Surprenant Gabriele Mainetti qui mène une filmographie à part en concurrençant intelligemment les films de genre américains. Après deux films de super-héros réussis (On l’appelle Jeeg Robot et le formidable Freaks Out, premier grand film européen de super-héros), il nous revient cette fois avec un sympathique film de Kung-Fu qui en remontre autant aux productions chinoises qu’américaines, pourtant spécialistes dans ce domaine.

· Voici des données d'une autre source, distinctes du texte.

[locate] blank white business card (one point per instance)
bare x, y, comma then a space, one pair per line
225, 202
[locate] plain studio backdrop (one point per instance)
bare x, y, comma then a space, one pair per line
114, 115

Porté par la mise en scène fluide et ludique du cinéaste, le premier affrontement – qui va des sous-sols aux étages d’un établissement chinois de Rome – est déjà un classique du genre, mêlant avec maestria acrobatie virevoltante et blagues décapantes. La suite du récit n’en est pas moins réussie qui nous offre, entre deux scènes de combat parfaitement réglées, une jolie romance mais aussi une critique habile du racisme qui sévit en Italie et cela sans jamais tomber dans l’angélisme facile vis-à-vis des populations immigrées. En résulte un divertissement malin qui, malgré quelques longueurs, parle au cœur sans prendre ses spectateurs pour des bourrins. L’absence de sortie de La Città Proibita dans les salles françaises n’en est que plus incompréhensible.
Vivement le prochain film de Gabriele Mainetti, cinéaste qui redonne, avec panache, ses lettres de noblesse au film de genre européen.
Je veux voir ce film ! Mainetti remet en lumière le cinéma de genre italien, tout comme Gabriele Salvatores (‘Le garçon invisible’ et sa suite). 🎥
A la fin de la bande-annonce, on trouve le logo de la Warner mais aussi celui de Netflix. Du coup pour une sortie salle en France, puis sur supports physiques, c’est mort.